Castro, Chavez and China
Why leftist ideology is no impediment for market capitalism in Latin America
Michael Werbowski (*)
Castro's ill health and the future of the Cuban revolution are material for much of the media speculation these days. His legacy and the future of Cuba will be one of the big stories of 2007.
However in hindsight 2006, besides being the year of his sad and inevitable departure, has been all in all an excellent one for leftist leaders in Latin America. Nicaragua, Equator, Bolivia, Venezuela have all electorally shifted and adapted to a greater or lesser degree to "socialism light": a new 21st century style of socialism geared to the age of globalization. On a more sobering note, Mexico for its part is tilting left yet risks being torn asunder by a fiercely polarized political landscape in the post electoral period.
Chinese Communism with Capitalist Salsa Comes to Latin AmericaThe "new left" in the region is modeled not so much on the old Marxist hardliners' hackneyed and worn revolutionary rhetoric. It's far more practical and its guiding principles come not from Moscow as during the Cold War but from Beijing. The model for growth and progress even under the red banner of a workers' paradise is a state-run society according to Chinese capitalism. To the dismay of their more democratic rivals like India, the Chinese have shown the world that a state planned economy can be run on capitalist free-market precepts very profitably.
China much like the Soviet Union of yesteryear is today, without doubt a great military power. Yet unlike the defunct Soviet empire, however, China is a manufacturing superpower as well. China makes old capitalist nations (and Latin America's former colonial oppressors) cower with fright when they compare their growth rates to that of the mighty dragon's.
China for all intents and purposes is the world's factory. With that in mind, the Communists, "caudillos" and strongmen in Havana and Caracas or even Managua can only emulate with great eagerness this successful economic model. China can export its socialism with a free market flavor to Latin America. In return this region so rich in natural resources such as petroleum and minerals can return the favor. Chinese oil companies are already doing business with Cuba by prospecting for oil off the island's coastline.
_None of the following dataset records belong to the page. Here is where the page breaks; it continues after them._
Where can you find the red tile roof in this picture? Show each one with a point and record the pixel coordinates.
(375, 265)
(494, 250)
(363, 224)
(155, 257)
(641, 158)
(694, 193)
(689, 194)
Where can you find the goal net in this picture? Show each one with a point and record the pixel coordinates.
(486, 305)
The U.S on its side, can maintain a stranglehold over Cuba with its embargo.
But Havana seeks energy self sufficiency and has oil from Venezuela and investment cash from China to keep its "booming" economy going. For his part, Hugo Chavez has willingly spurned Washington but not without courting Chinese business partners beforehand. He obviously prefers to have China, a more ideologically compatible partner, as his major client for its oil exports. But geography and distance makes oil exports eastward expensive.
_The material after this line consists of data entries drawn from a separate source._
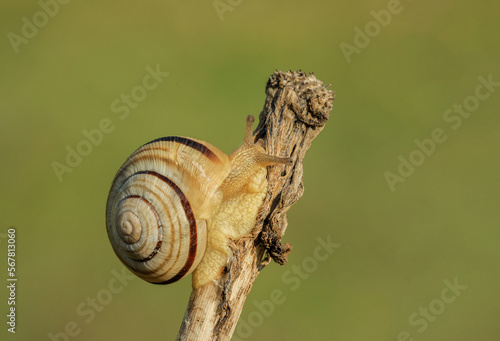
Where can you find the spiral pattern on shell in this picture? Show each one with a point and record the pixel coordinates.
(159, 204)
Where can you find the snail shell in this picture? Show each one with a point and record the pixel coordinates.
(177, 197)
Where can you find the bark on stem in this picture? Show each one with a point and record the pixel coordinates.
(296, 110)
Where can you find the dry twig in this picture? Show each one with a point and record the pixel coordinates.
(296, 110)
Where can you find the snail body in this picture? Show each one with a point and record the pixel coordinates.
(176, 202)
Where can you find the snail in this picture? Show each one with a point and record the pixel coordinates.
(176, 202)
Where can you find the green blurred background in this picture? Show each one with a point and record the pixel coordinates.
(397, 248)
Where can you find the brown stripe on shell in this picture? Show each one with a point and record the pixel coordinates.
(189, 143)
(192, 226)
Chavez, despite his impassioned revolutionary rhetoric, is a "venture capitalist" at heart; he looks to China for entrepreneurial inspiration. But on the other hand, he seems to genuinely want to redistribute the fruits of prosperity (mainly sourced from oil revenues) to his people. He has so far done this successfully.
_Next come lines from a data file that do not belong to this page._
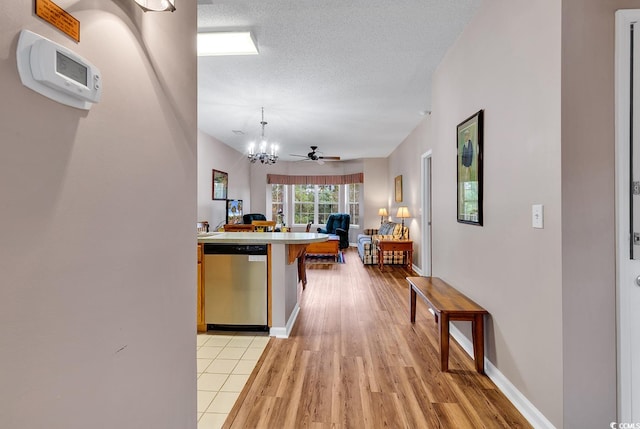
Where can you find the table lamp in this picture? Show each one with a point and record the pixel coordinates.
(403, 212)
(382, 212)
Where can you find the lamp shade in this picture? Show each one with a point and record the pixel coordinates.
(403, 212)
(157, 5)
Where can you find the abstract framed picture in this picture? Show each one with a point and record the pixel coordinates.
(220, 185)
(469, 169)
(398, 187)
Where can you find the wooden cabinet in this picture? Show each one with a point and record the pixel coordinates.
(202, 326)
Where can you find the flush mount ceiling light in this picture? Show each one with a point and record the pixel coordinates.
(226, 43)
(157, 5)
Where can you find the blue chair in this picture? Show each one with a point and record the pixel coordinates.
(338, 224)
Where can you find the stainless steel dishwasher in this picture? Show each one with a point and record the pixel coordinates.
(235, 283)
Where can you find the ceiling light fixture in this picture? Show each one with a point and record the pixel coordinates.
(157, 5)
(226, 43)
(262, 155)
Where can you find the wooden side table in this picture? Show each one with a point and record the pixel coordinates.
(405, 246)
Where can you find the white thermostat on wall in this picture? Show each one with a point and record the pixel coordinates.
(57, 72)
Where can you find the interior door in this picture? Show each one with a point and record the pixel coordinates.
(426, 214)
(628, 211)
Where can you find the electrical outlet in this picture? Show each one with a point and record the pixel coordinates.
(537, 216)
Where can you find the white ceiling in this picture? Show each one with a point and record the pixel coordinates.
(349, 76)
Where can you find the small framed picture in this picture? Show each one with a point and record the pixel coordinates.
(469, 144)
(398, 183)
(220, 185)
Other Latin American leaders recently elected over the course of 2006 might turn away from their rational marketplace in the U.S and Europe to China as their new client for their oil and gas and mineral exports as Chavez has done recently. This reorientation or realignment away from the North American export markets towards markets in China and the Far East is perhaps one feature of Latin America's 21st-century style of socialism and one of the most important geo-political phenomena of our times.
(*)The author is a post graduate in Post Communist studies from the University of Leeds,U.K.